- President Trump said he will nominate Christopher A. Wray to lead the FBI.
- Wray led the Enron Task Force when he was with the Department of Justice.
- He represented New Jersey Gov. Chris Christie during the investigation into the George Washington Bridge lane-closing case.
Christopher A. Wray, President Donald Trump's pick to succeed James Comey as FBI director, led the federal investigation of Enron and represented Gov. Chris Christie in the Bridgegate scandal.
In a tweet Wednesday morning, Trump said Wray had "impeccable credentials."
Wray was nominated by President George W. Bush as assistant attorney general in charge of the Criminal Division, according to the Justice Department. He held that job from 2003 to 2005.

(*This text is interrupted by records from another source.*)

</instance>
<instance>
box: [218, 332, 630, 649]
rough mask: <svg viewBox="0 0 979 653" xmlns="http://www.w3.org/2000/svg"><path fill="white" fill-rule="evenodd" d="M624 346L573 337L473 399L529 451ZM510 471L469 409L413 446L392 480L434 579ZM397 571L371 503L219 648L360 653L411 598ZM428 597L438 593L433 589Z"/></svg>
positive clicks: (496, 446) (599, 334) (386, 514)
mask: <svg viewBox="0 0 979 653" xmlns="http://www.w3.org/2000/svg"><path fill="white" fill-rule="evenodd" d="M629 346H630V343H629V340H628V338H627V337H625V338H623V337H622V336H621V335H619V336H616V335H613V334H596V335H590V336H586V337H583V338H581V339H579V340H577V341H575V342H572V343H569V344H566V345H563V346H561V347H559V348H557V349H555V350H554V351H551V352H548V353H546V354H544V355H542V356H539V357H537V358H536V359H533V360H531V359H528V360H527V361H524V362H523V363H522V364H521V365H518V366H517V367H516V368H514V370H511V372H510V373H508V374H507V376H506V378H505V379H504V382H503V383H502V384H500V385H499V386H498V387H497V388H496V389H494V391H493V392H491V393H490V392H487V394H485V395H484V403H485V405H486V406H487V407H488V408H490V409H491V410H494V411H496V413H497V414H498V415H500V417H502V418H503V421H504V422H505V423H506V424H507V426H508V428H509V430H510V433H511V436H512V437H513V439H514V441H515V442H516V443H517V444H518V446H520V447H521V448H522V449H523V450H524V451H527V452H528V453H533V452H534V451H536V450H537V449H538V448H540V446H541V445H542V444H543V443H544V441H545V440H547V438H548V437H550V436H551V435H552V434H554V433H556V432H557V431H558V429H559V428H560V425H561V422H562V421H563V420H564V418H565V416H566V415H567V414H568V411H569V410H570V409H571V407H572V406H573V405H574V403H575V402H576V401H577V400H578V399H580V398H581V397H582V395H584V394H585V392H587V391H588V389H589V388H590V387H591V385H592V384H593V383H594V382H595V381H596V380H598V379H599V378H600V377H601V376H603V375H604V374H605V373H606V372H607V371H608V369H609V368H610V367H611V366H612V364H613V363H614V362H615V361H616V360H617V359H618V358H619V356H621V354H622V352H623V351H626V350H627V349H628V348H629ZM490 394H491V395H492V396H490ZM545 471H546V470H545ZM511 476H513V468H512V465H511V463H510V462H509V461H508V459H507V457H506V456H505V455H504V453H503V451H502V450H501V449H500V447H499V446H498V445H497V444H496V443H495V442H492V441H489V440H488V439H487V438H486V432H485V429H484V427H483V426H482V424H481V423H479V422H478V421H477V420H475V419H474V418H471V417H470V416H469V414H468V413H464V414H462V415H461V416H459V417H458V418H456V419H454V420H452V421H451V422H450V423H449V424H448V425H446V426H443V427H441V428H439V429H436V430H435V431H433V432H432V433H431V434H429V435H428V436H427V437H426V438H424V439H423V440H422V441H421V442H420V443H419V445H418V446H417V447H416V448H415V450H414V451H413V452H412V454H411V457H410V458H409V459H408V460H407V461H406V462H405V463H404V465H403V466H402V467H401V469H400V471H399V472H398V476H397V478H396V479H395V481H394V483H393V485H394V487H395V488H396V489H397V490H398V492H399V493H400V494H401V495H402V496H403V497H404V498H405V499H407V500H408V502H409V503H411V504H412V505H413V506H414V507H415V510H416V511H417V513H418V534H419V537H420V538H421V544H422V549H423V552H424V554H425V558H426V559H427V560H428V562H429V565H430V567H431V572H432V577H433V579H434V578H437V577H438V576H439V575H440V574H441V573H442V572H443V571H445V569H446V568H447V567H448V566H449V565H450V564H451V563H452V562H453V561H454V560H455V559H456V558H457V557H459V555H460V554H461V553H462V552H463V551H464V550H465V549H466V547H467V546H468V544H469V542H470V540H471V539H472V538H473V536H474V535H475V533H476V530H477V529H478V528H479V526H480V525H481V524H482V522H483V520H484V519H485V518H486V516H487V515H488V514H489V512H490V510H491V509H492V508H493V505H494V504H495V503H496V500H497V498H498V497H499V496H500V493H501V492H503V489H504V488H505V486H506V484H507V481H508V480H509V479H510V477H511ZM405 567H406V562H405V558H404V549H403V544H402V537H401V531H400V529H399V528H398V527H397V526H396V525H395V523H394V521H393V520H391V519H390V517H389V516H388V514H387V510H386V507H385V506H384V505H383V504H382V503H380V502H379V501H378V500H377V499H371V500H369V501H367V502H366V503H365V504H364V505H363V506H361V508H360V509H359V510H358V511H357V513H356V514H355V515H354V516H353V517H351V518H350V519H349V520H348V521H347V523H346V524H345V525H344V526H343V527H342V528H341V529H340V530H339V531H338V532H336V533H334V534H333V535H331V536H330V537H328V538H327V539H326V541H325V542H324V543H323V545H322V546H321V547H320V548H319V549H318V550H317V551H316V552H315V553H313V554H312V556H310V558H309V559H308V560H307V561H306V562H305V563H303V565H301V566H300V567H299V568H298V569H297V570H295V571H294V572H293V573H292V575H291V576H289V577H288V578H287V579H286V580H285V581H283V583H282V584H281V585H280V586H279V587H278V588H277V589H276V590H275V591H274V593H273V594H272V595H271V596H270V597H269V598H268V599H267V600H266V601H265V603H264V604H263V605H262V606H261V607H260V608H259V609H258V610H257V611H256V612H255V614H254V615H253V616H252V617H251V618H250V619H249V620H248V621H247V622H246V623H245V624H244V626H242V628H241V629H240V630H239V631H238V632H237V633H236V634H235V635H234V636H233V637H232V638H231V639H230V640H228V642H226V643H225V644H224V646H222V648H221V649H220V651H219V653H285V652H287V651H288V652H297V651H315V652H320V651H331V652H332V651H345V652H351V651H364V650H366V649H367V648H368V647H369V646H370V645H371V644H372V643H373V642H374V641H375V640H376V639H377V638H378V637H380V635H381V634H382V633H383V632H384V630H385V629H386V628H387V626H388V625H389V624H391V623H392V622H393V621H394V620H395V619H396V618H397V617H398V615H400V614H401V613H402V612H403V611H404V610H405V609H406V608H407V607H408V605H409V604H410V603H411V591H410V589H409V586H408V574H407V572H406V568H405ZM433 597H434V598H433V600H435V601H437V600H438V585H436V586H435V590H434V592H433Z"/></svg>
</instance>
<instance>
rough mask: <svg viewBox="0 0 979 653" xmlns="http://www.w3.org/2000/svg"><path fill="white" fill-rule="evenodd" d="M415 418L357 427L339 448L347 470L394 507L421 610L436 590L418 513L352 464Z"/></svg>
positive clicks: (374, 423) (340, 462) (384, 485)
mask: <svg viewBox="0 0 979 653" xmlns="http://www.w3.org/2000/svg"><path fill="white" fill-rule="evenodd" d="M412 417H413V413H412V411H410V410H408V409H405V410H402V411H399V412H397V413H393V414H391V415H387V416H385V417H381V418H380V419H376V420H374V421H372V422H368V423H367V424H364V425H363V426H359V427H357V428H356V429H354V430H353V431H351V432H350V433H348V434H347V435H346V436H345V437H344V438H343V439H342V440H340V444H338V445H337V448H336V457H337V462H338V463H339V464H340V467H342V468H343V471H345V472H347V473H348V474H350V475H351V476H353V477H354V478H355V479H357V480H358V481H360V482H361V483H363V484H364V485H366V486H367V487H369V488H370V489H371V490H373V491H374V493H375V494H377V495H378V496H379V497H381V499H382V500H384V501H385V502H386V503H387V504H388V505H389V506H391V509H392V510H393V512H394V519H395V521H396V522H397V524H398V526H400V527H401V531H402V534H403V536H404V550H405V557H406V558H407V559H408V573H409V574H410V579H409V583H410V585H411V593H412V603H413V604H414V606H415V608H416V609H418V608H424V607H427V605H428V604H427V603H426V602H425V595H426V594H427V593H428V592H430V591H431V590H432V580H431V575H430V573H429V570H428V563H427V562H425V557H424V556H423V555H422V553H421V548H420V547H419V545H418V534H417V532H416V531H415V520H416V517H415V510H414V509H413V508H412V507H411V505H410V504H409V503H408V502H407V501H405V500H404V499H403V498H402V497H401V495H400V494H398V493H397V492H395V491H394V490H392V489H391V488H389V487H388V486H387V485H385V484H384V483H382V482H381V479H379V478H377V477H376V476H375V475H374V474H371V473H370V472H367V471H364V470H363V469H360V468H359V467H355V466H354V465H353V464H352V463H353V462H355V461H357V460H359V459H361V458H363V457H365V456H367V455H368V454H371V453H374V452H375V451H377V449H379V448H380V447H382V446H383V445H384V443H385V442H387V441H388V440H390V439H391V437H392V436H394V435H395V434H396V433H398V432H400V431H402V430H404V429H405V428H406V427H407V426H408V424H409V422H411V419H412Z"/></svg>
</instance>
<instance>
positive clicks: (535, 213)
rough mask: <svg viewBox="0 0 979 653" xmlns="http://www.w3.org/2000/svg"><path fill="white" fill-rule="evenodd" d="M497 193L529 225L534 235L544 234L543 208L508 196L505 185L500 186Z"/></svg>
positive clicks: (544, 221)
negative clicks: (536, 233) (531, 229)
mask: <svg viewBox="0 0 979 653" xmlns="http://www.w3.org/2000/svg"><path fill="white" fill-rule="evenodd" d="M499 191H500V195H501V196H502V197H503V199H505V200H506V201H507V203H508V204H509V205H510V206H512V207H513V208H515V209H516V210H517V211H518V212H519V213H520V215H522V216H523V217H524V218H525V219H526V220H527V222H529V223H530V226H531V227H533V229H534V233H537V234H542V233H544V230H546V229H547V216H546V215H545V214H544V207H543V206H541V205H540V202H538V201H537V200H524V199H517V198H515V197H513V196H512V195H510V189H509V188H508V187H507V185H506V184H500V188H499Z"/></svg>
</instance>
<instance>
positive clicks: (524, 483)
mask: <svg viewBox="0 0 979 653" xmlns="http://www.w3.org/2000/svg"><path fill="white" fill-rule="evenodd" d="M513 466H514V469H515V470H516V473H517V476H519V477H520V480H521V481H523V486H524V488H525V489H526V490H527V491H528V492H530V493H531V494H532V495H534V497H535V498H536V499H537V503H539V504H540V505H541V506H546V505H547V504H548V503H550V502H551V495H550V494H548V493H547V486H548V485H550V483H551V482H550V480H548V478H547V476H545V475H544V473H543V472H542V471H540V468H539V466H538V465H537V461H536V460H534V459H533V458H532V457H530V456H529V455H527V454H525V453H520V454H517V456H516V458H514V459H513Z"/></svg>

Wray, a Yale Law School graduate, served on the President's Corporate Fraud Task Force and oversaw the Enron Task Force and other major fraud investigations, according to the Washington law firm King & Spaulding, where he is a litigation partner.
Wray specializes in white collar law and internal investigations, according to the Justice Department site. He represented the New Jersey governor in the scandal surrounding the closing of lanes on the George Washington Bridge in 2013 as a way to attack political opponents. Christie was never charged but two of his allies were convicted.
Before Wray became an assistant attorney general at the Justice Department, he was principal associate deputy attorney General.
Trump's announcement came the day before Comey appears before the Senate Intelligence Committee. In the highly anticipated hearing, Comey will almost certainly be asked whether Trump tried to get him to back off a probe into former national security advisor Michael Flynn.
Trump's tweet also came just hours before acting FBI Director Andrew McCabe and other top intelligence officials testify before the committee. Director of National Intelligence Dan Coats will likely be asked about a Washington Post report that he told associates that Trump asked him if he could persuade Comey to ease off Flynn.